Our other fruit bushes, such as raspberries, blackberries, blackcurrants, whitecurrants and redcurrants have been treated to a mulch of well-rotted farmyard manure to provide them with a boost of goodness and help improve the soil they are growing in. Our rhubarb plants were also mulched with manure. It is important to mulch around rhubarb plants, rather than over them as covering the crowns can cause them to rot. A couple of our rhubarb plants are beginning to show signs of life, so after mulching we placed our two rhubarb forcers over the top of the strongest plants, taking care not to use the same plants as last year. We keep a note of which plants have been forced each year so that we can give each plant a couple of years to recover before being forced again. Forcing the rhubarb will give us an early sweet crop in the not too distant future.

Inside the greenhouse we spent some enjoyable days in early January potting up cuttings that were geopod propagator jan 2018taken back in the autumn. These were taken from plants around the ornamental garden and have grown to healthy little plants in our heated propagator.

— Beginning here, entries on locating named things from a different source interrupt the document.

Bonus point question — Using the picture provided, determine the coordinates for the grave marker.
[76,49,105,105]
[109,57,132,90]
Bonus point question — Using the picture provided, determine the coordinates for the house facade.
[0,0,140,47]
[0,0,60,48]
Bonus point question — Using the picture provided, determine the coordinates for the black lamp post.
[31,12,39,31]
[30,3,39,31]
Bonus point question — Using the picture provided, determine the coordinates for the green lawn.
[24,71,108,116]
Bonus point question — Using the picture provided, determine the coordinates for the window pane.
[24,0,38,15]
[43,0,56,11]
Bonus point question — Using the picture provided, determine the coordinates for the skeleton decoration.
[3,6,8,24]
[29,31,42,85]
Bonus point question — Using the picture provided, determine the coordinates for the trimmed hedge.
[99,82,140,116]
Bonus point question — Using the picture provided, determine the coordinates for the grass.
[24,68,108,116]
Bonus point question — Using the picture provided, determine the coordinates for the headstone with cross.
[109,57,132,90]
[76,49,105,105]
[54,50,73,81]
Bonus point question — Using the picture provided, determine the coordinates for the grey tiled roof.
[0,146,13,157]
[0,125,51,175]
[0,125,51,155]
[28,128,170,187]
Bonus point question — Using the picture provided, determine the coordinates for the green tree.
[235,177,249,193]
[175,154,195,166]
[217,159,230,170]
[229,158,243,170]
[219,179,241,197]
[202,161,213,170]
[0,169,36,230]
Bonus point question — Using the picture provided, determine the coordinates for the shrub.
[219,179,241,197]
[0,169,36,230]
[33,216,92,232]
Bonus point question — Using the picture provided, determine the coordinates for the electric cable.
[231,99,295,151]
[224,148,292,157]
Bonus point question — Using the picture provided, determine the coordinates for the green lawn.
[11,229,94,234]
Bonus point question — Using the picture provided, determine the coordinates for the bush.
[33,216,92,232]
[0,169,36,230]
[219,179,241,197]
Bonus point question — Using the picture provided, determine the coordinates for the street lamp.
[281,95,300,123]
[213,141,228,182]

After potting on they were moved to the greenhouse staging and kept warm and comfortable by our greenhouse heater and they will later be moved into the cold frame to harden off when we need the space in the greenhouse for our crops. Freeing up the heated propagator left us unable to resist the temptation to leave the seed sowing until the usual first week in February tradition and on a cold, wet January day, we spent a really enjoyable morning cleaning the propagator and filling it with tray upon tray of seeds. We owed celery, celeriac, chillies, aubergines, broccoli and brussels sprouts and some of these have already emerged from the soil after just a week. We can afford to make early sowings as the heat and light from the propagator will give them a good start and we have a warm, heated greenhouse to keep them in as they grow. It certainly gave us a good feeling to finally get our hands into the compost and get the new growing season underway.

Elsewhere in the garden, like most of the country, we have been hit by some severe stormy weather this month. Strong winds brought down a big tree and lots of branches as well as littering the garden with pine cones and needles.   Clearing the debris has kept us busy and warm over several days and seen the tree surgeons coming in to remove the larger casualties.

The tidying and mulching continues outside the Kitchen Garden and we have used much of the month tidying, weeding, cutting back and mulching perennial borders with leaf mould and home-made compost. We like to get this done by the end of January as the ornamental grasses are already beginning to show green shoots at the base and leaving them until later in the winter may mean removing new growth along with the old. We have some big planted areas so this can be a time-consuming task spent on our hands and knees with hand shears and forks. A good kneeler is essential as it can be cold on the knees!   This is a laborious task, made more enjoyable on sunny days and less so when it is cold and grey. But time spent clearing any weeds and giving the soil and plants some attention now will save us a lot of time and work later in the year when it is more difficult to move amongst the plants. The tidy up results in a satisfyingly neat and tidy garden.

There are signs of life all around the garden; snowdrops in flower, daffodil buds emerging from the soils, and the rhubarb producing pink promising buds and tiny leaves. Spring is just around the corner……

Here are some of the jobs we’ve got planned for January in Stephanie’s Kitchen Garden:

  • Apply sulphate of potash to garlic and onion crops to prevent rust.

  • Chit potatoes.

  • Apply lime to the soil where brassicas are to be grown this year.

  • Start of shallot sets in seed trays ready to be planted out later.

  • Sow tomatoes, peppers and salads in the heated propagator.

  • Dig over main beds on fine days.